Few people have followed the career of Kai Havertz as closely as The Athletic’s Raphael Honigstein, and here the go-to German football expert in England tells us about our new signing as a person and a player.
Honigstein, who is also a pundit on BT Sport’s Bundesliga coverage, explains why a move to Chelsea made sense for Havertz and the reasons he has drawn comparisons with both Frank Lampard and Michael Ballack. He starts, though, by considering how he might be deployed in this new-look Blues team…
‘The beauty of Havertz is you can play him in almost any position apart from defence,’ says Honigstein, who recently contributed to an Athletic article detailing the process behind his signing.
‘I don’t think he’s necessarily a no.6, but he’s definitely a player who can play centrally, both in a slightly deeper role or as a classic no.10. He can just as easily play on either wing, or as a false nine as he’s done quite a lot in recent months.
‘The options he provides, especially with the crazy amount of games Chelsea will have this season, are one of the key advantages of signing him. It might be he gets so good in one position the team has to adjust to him rather than the other way round, but in the meantime he will just increase the options. Whatever position and combination you want to play him in, you can be certain he will perform. For a manager, he is a dream player to have.
‘Personally I think there might be a slight difference between his deployment away from home and at home,’ adds Honigstein.
‘Away from home, you can easily play him on the wings, but at home he might be better in a central role because he’s so good at finding spaces between the lines. Against deep opposition, he can help solve this problem Chelsea have sometimes had at home when it comes to breaking down some of the more defensive sides they come up against.’
As well as his obvious creative ability, Havertz possesses a formidable goal record for someone so young. He has scored 38 times across the last two seasons for Bayer Leverkusen, drawing comparisons with his new boss, as well as a compatriot who also played for Leverkusen and Chelsea, and the chance to be guided by Lampard was clearly one of the key factors behind Havertz’s decision to move to Stamford Bridge.
‘Where Havertz is quite similar to Lampard is with the ability to arrive late in the box and score,’ says Honigstein.
‘That’s why some people in Germany have also compared him to Ballack, because Ballack also has this ability to join up with the attack, to find space on the edge of the box and score, sometimes with his head like Havertz does.

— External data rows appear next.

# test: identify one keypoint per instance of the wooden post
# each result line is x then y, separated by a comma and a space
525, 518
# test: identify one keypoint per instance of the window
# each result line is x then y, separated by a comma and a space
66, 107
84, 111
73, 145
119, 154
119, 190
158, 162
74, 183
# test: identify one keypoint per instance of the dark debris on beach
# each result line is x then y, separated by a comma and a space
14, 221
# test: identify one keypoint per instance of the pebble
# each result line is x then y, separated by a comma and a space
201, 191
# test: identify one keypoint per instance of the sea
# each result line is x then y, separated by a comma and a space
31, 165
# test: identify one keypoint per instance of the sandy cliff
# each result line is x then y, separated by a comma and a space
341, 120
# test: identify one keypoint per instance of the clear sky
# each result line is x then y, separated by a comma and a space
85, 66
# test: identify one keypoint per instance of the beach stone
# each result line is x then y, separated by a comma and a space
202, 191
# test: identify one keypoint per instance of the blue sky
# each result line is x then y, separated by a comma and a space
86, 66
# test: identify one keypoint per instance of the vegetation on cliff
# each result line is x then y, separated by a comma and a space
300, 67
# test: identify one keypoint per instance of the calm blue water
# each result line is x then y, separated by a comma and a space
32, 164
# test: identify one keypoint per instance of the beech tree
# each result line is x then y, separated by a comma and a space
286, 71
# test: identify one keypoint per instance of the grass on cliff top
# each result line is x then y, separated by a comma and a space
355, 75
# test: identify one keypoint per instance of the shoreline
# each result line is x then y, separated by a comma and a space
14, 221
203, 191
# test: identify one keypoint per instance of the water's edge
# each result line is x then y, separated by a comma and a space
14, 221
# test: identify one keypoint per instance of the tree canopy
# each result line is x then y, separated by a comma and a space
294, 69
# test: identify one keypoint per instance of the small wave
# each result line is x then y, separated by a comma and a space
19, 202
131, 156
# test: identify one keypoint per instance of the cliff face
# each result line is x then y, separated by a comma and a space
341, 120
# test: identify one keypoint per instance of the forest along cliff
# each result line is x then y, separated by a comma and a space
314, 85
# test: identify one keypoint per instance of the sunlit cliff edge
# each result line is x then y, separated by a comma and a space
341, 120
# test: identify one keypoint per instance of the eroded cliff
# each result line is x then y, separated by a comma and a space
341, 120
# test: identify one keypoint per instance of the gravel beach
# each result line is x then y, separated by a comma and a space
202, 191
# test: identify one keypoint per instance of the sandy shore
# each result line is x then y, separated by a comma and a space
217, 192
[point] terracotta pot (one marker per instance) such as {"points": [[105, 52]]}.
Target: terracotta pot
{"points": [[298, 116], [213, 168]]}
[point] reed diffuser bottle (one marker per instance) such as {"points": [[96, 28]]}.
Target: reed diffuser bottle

‘Those runs and that instinct for being in the right place at the right time, he’s already got it but I think it will only improve, because Lampard was the master in that. I’m sure he will pass his knowledge and his experience on to Havertz.
‘In a wider sense, it’s playing in a team that plays the type of football he wants to play, being surrounded by young players who are also growing and want to achieve things together – that was the big draw from what I understand. Players like Mason Mount and Callum Hudson-Odoi can potentially go to a different level once you add Havertz and Timo Werner to the mix.
‘It felt to me and many others he had outgrown this Bayer Leverkusen team. He was so clearly the best player, there wasn’t really much to gain from him being there much longer, and part of the reason for him to move is to be surrounded by players who can bring more out of him and help him develop.’
Away from the pitch, Honigstein believes Havertz’s personality will stand him in good stead when it comes to adapting to a new club in a new country, with his homeland now very interested to follow his and Werner’s progress in the Premier League.
‘Havertz is an incredibly grounded guy, very smart, very considerate. Education has been very important to him and his family. He famously missed a Champions League game because he had to sit an A-Level exam. He’s a guy who defines himself by what happens on the pitch. He’s a football player through and through, someone who is committed to his craft.
‘Leverkusen are not necessarily a high-profile club despite their success competing in the Champions League regularly. They don’t have a huge fanbase, so it’s been easier for Havertz to develop slightly in a bubble outside of the harsh media light he would have perhaps attracted at places like Dortmund or Bayern.
‘German people don’t know much about him as a personality, so it’s quite intriguing for them to see this guy becoming one of the most expensive Bundesliga players ever. All of a sudden, Chelsea have gone back to the days of Ballack where a lot of people in Germany will be super interested how they do, because it is a bit of a German team now with these two new young guys there.
‘I don’t really have any reservations about him being a success in the Premier League,’ concludes Honigstein.
‘You can never be 100 per cent sure with injuries and this kind of stuff, but anyone who has worked with him and knows him thinks this guy is the real deal, and has all the qualities and promise and talent to be not just a success, but one of the best players for Germany in the last couple of decades. That’s how highly people rate him.’